Savage said he didn’t blame the manger –– she was just doing her job. He asked if she would deliver a letter to the property owner. In the letter, Savage detailed a creative way he could come up with rent money while adding value to the owner’s three properties, including The Place at Westover Hills, where he has lived for a year.
“I offered my services as a singer-songwriter in the courtyard,” he said.
The property owners booked him for seven hours in April, which was enough money to pay most of his rent for a month.
“It changed my perspective and made me a lot more positive,” he said.
The concerts are ideal for the age of social distance, as residents of the properties can watch from their balconies. Savage’s sets are usually two hours long.
Though the country-leaning baritone picker is widely acclaimed for his original songs, he also knows a catalog-worth of cover tunes. When he began playing the courtyard circuit, he learned a few out-of-character songs to maximize his appeal. He’s said he’s included in his set songs by Goo Goo Dolls, Tracy Chapman, a few hip-hop hits, and many others.
The property owner was so taken with the concept; he also hired local Texas swing chanteuse Ginny Mac to alternate courtyard gig weeks with Savage. Once the swimming pools at the properties reopen, Savage said the owners plan on booking him for poolside concerts.
Savage’s creative solution to his problem has caught the attention of a few media outlets. He said NPR and a documentary filmmaker have interviewed him about his concerts, but neither has aired yet.

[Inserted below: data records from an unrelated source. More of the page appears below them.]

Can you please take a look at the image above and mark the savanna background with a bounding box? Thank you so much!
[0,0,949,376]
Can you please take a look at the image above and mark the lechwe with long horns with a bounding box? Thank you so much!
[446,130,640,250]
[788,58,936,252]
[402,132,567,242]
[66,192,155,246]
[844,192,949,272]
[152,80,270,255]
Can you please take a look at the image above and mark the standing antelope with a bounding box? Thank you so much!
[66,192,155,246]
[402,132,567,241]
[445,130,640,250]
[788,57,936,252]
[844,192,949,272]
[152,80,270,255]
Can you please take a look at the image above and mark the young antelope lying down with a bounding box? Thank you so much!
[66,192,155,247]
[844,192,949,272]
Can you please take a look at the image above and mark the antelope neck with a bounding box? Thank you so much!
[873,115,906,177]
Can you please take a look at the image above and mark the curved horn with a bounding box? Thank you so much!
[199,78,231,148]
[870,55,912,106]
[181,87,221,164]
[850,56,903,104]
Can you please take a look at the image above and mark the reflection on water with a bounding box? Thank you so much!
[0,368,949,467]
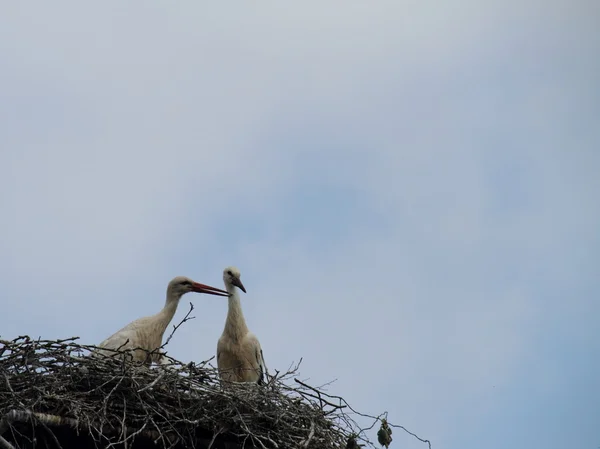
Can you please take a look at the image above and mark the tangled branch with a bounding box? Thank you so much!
[0,336,432,449]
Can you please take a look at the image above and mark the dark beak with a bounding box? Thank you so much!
[231,277,246,293]
[192,282,229,296]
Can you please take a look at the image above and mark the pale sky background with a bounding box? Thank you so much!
[0,0,600,449]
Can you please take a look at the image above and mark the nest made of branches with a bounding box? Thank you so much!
[0,337,376,449]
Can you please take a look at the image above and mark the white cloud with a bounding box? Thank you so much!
[0,2,600,447]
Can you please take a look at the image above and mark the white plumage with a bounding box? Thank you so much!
[95,276,229,365]
[217,267,267,384]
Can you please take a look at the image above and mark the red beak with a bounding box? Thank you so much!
[192,282,229,296]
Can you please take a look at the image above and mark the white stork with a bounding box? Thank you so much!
[217,267,267,384]
[94,276,229,365]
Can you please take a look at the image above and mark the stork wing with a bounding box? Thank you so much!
[248,334,267,385]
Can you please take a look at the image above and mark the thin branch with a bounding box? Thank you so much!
[160,302,196,349]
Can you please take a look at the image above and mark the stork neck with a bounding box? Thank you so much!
[223,285,248,340]
[157,296,181,332]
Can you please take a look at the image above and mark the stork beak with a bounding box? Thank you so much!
[231,277,246,293]
[192,282,229,296]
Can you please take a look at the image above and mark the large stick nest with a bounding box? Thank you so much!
[0,337,376,449]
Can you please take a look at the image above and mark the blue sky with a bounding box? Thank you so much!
[0,1,600,449]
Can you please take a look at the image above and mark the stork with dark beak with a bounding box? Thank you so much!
[217,267,267,384]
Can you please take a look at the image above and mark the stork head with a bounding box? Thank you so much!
[167,276,229,298]
[223,267,246,293]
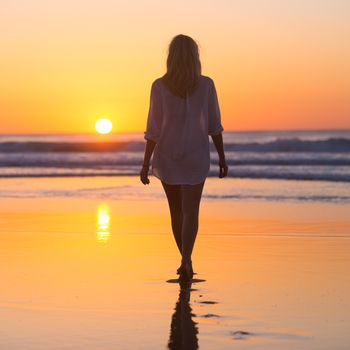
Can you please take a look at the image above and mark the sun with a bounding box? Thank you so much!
[95,118,113,134]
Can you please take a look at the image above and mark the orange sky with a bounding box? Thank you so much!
[0,0,350,133]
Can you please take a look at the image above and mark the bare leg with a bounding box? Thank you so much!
[181,182,204,264]
[162,181,182,254]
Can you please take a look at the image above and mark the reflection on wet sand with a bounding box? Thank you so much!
[96,203,111,243]
[168,284,198,350]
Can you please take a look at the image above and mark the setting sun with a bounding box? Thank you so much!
[95,118,113,134]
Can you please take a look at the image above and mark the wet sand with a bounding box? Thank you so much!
[0,178,350,350]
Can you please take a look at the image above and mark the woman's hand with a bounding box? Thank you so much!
[219,160,228,179]
[140,164,149,185]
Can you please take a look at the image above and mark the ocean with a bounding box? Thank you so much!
[0,130,350,203]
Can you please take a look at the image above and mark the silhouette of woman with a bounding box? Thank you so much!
[140,34,228,281]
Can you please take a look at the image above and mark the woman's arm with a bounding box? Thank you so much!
[140,139,156,185]
[211,133,228,178]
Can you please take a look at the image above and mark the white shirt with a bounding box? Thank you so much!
[144,75,224,185]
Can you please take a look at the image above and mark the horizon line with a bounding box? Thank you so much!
[0,127,350,137]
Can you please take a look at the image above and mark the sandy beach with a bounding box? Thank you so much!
[0,177,350,350]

“I’ve gained some fans and received a lot of compliments on my originals,” he said.
Savage is slowly starting to book gigs again as bars reopen at 25 percent capacity. He’s already played in Oklahoma and has a few more shows booked in the D-FW area. Over the last several months, he released two singles that will appear on his upcoming album. He hopes the full-length record will drop in December. He’ll be headed to Dripping Springs, Texas to record with noted engineer Taylor Tatsch at his Audio Styles Studio.
“Things are slowly getting back to normal,” Savage said during a phone conversation from his apartment –– where it looks like he’ll be living for a while.
Savage is the artist in residence at the Landmark on Bledsoe in Fort Worth, where you can find him every Sunday at 7 p.m. They continue to have an open mic night, bring your own mic and cord, keeping up that social distance and other good practices.